I’d count it from Lascaux, so only 183,000 years.
Damn straight. You only have to watch Survivor to appreciate this fact. Apparently Boston Rob is the only Cro-Magnon equivalent on the island.
It’s worth noting too that further back you get into archaic Homo Sapiens, our precursors - depending when exactly you picked the baby from you could have very different results, due to punctuated equilibrium in the development of the brain. Research indicates that these early ancestors did use language, so there’s no reason they wouldn’t be able to pick up English. If you’re talking about when fire was first implemented, these are the guys you need to look to; in China a site has been occupied for hundreds of thousands of years starting from ~770,000 B.P., and shows evidence of fire control. There’s also the possibility that it has been used at a site in Israel ~790,000 B.P.

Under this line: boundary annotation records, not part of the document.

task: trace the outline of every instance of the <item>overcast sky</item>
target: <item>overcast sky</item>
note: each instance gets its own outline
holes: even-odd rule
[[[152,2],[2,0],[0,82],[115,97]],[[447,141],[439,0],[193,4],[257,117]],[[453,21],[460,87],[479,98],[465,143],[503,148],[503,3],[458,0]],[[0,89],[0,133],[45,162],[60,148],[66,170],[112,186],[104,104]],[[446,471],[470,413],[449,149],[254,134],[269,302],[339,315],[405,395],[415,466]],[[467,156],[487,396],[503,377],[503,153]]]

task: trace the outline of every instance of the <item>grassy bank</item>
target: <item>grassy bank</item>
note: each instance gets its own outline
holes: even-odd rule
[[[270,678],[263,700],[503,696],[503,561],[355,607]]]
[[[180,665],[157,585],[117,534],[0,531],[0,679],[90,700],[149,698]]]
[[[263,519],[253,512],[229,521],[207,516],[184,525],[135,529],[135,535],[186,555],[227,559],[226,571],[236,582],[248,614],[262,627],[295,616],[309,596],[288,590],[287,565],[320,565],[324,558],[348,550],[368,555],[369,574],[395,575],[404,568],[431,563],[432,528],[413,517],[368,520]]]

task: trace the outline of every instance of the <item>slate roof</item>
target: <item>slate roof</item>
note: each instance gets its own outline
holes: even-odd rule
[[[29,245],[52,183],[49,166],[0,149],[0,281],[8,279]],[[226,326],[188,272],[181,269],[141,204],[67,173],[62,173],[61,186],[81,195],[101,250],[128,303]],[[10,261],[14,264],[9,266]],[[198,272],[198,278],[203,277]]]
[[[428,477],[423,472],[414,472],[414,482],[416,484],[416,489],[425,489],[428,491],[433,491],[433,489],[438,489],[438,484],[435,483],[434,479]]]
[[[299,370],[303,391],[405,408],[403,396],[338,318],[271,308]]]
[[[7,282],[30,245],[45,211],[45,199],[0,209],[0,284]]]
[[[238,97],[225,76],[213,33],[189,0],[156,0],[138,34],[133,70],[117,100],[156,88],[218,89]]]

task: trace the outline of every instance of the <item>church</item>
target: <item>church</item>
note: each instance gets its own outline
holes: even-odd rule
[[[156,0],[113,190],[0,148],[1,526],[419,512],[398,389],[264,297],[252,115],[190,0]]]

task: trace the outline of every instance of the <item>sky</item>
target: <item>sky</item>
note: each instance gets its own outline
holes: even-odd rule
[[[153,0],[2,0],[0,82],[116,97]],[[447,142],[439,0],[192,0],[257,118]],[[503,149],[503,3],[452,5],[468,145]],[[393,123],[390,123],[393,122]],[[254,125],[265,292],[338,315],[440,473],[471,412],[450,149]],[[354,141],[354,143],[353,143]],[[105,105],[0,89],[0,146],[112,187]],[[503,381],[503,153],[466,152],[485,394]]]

Anatomically modern humans emerged about 200,000 years ago, and are, for all intents and purposes - us, Homo Sapiens Sapiens. As with the evolution of all species, there’s no real line you can draw at a certain date we the ‘first man’ is born. Dawkins in ‘The Ancester’s Tale’ has a good section on this.
Other than echoing the genetic differences mentioned in post #8, I’d add that nutrition could be a major factor. If we’re taking a baby that survived a stone-age pregnancy, there’s a higher chance that the mother lived in circumstances that didn’t provide her with what we’d consider proper nutrition. People nowadays make a big deal about beefing up on folic acid and other supplements… but this baby would be taken from a period where mothers worried about getting enough food of any kind.
Since you’re talking just one kid, it’s a crap shoot - maybe he got everything to be perfectly healthy and normal and maybe his tribe barely survived the last winter and he’s got significant deficiencies. But if you took a large sampling of kids, my money says they’ll perform less well than modern kids based on nutritional and developmental issues alone.
Those guys keep trying to friend me on Facebook too!
I took one anthropology class in college, and I know the basics (that humans didn’t use pterodactyls as hedge clippers, for example), but that last bit (the great length of time between the arrival of anatomically modern humans, and the sudden explosion of innovation and art) is new to me.
That’s pretty interesting. I suppose if we were to invent a time machine, and conduct the experiment the OP describes, it would go a long way in answering why it took us so long to develop art.
Ditto. (I was just thinking along the same lines.)
Animals don’t wonder why, (and how) it rains. They just enjoy it when it happens. Humans did wonder about that stuff, and eventually much more.
I don’t know when the big break into the more abstract realm of thinking occurred, but it is key, I think, to our history.
It’s more likely the other way around. Hunter-gatherers tend to have a pretty healthy diet, the diet that our digestive systems evolved for. They eat plenty of plant food from dozens or hundreds of sources. Compare that to diet coke and microwave burritos. Plus one big advantage is that hunter-gatherers were largely free of infectious disease, due to very low population densities.
It’s only in the last 100 years or so that modern humans have re-approached the levels of health, brain size, and height that pre-agricultural humans had.